Friday, September 5, 2008

CIA's A Space Social Network

So, the ODNI is ready to launch A Space, a Facebook-like social networking site for Intelligence Analysts. It seems like a good idea on the surface. Use crowd psychology and an open network (obviously only open to those with proper clearance) to help integrate the dozen or so US intelligence networks. The only problem (other than the fact that every anarchist hacker alive will now have a giant bulls-eye on the network) is that the agency is planning on tracking usage of the network to determine that none of the users are double agents.

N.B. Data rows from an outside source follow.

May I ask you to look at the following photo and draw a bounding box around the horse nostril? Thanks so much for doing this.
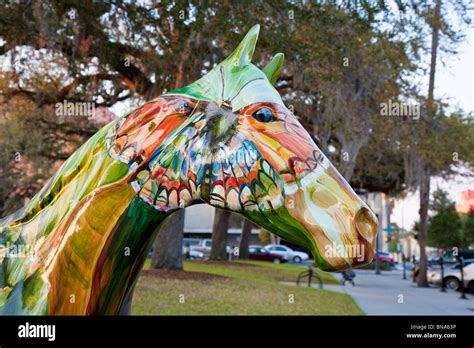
[354,207,377,243]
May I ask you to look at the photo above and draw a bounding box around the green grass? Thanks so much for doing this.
[132,261,363,315]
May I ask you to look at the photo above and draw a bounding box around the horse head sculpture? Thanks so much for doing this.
[0,26,377,314]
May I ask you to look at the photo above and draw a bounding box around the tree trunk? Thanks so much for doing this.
[417,0,441,287]
[209,209,230,260]
[239,219,253,259]
[417,165,430,287]
[151,209,184,270]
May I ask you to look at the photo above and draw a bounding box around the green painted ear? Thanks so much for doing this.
[263,53,285,85]
[226,24,260,68]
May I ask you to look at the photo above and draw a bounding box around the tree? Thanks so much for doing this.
[399,0,474,287]
[209,208,231,260]
[239,219,254,259]
[427,189,464,249]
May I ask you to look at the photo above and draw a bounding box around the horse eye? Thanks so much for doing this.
[252,108,275,122]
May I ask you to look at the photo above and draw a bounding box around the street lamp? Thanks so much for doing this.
[459,256,467,300]
[370,199,383,274]
[439,256,446,292]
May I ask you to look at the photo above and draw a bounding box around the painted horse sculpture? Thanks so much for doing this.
[0,25,377,315]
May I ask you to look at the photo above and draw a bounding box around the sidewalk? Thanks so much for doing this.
[284,270,474,315]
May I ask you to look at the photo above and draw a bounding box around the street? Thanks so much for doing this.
[286,270,474,315]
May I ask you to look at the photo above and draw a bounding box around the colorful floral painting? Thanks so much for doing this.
[0,26,377,315]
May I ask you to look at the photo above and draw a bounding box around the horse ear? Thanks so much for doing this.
[228,24,260,68]
[263,53,285,85]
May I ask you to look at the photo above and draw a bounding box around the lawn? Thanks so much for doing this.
[132,261,363,315]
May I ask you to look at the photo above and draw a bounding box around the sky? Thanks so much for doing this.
[107,15,474,229]
[391,28,474,229]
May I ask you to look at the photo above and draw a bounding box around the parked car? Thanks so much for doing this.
[183,245,204,260]
[427,259,474,290]
[183,238,232,258]
[248,245,287,263]
[265,244,309,263]
[374,251,395,269]
[183,238,212,258]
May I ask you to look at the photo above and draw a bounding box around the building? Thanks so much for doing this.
[184,204,262,247]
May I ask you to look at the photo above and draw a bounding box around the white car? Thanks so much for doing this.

"We're building [a] mechanism to alert that behavior. We call that, for lack of a better term, the MasterCard, where someone is using their credit card in a way they've never used it before, and it alerts so that maybe that credit card has been stolen," Wertheimer said. "Same thing here. We're going to actually do patterns on the way people use A-Space." - see the CNN source

Note to the agency...you're doing it wrong. The reason that networks like Facebook and LinkedIn work so well for distributing information is that their users have at least the impression of freedom. While it's true that FB recently had a coding problem that had people thinking that they were tracking users, they've never come out and declared that as their intent. In fact, the official party line from FB is that the glitch didn't reveal the usage information at all. By telling their agents (who are undoubtedly used to feeling followed and tracked as only a intelligence analyst can) that their usage of the site is going to be tracked and analyzed the agency is prematurely limiting the effectiveness of what could be a very valuable tool.